Senior Lecturer in Scottish History at the University of Glasgow, Dr Martin MacGregor, welcomed the acquisition and said: “It is a relief that the National Library was successful in securing the Chronicle of Fortingall, especially as they hold the companion volume, the Book of the Dean of Lismore. The Chronicle of Fortingall is a highly significant manuscript which provides insight into public life in the Highlands in the later Middle Ages. It is an important source for the history of the Highlands – social, political, cultural, economic and religious. It also has great linguistic importance as it embodies the interplay of Latin, Scots and Gaelic as written languages in then Gaelic-speaking Scotland.”

Breadalbane Muniments

The manuscript was compiled at Fortingall, at the mouth of Glen Lyon in Highland Perthshire, near the eastern end of Loch Tay. It is written in several hands. Compilation took place between 1554 and 1579, although it may have begun earlier. One of the compilers records that he said his first mass in 1531, began to serve the cure at the church of Fortingall in 1532, and acknowledged the chief of the MacGregors. He may be the principal compiler, and further identified with Dubhghall (Dougall) MacGregor, on record as vicar of Fortingall in 1544. The authorial perspective reveals continuing Catholic allegiance, and hostility to the Scottish Reformation brought into law in 1560.

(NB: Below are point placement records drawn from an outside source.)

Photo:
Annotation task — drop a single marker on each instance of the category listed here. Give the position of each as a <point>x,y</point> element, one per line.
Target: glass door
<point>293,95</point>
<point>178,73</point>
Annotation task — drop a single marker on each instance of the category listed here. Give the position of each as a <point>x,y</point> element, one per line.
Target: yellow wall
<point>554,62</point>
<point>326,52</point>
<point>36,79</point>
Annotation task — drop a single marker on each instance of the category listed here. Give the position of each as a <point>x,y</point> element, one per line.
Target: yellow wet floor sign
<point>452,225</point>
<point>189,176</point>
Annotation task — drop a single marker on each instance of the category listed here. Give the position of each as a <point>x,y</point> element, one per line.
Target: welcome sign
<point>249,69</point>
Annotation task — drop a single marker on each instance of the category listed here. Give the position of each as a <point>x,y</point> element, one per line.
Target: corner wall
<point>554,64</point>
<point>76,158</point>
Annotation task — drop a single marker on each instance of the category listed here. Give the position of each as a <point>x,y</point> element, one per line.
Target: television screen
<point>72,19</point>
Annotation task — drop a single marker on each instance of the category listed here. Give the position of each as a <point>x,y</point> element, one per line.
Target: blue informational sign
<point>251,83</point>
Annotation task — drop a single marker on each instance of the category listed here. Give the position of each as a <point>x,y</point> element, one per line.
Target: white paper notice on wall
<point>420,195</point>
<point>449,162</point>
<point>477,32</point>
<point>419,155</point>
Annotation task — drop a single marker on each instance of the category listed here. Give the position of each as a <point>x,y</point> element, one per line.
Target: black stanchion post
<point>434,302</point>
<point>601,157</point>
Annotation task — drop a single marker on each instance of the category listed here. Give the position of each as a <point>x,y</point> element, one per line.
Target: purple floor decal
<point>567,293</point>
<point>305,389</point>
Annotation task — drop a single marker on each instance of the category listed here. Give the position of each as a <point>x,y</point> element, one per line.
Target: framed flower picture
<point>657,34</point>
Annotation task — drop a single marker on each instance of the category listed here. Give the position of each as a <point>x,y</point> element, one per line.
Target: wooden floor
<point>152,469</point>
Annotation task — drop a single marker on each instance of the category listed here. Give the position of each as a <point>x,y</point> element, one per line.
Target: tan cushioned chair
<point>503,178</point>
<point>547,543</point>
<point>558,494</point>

The item is the manuscript named The Chronicle of Fortirgall by Cosmo Innes, and published by him under that name in The Black Book of Taymouth: with other papers from the Breadalbane Charter Room (T. Constable: Edinburgh 1855). At that time, it belonged with the private family papers of the Earls of Breadalbane, held at Taymouth Castle by Kenmore, at the east end of Loch Tay in Highland Perthshire. When at various points during the 20th century these papers were transferred to what is now the National Records of Scotland in Edinburgh, where they are catalogued as the Breadalbane Muniments, this manuscript was not among them. It is supposed it remained with the family until now.

Did you know?

The contents of the manuscript include:

-Lists of kings of Scots and notes on their reigns in Latin.

-A list of battles from Bannockburn (1314) to Flodden (1513), also in Latin.

-A chronicle recording the deaths of prominent men and women within the Highlands from 1390–1579, written in Latin and Scots.

-A Gaelic poem written in a writing system based on Middle Scots.

-Poetry in Middle Scots by Robert Henryson and William Dunbar.

-Verses, proverbs and aphorisms in Latin.

-Miscellaneous short prose texts in Latin and Scots covering everything from the size and divisions of Ireland to medicine and cures, religion and belief, and commentary against women and inebriation.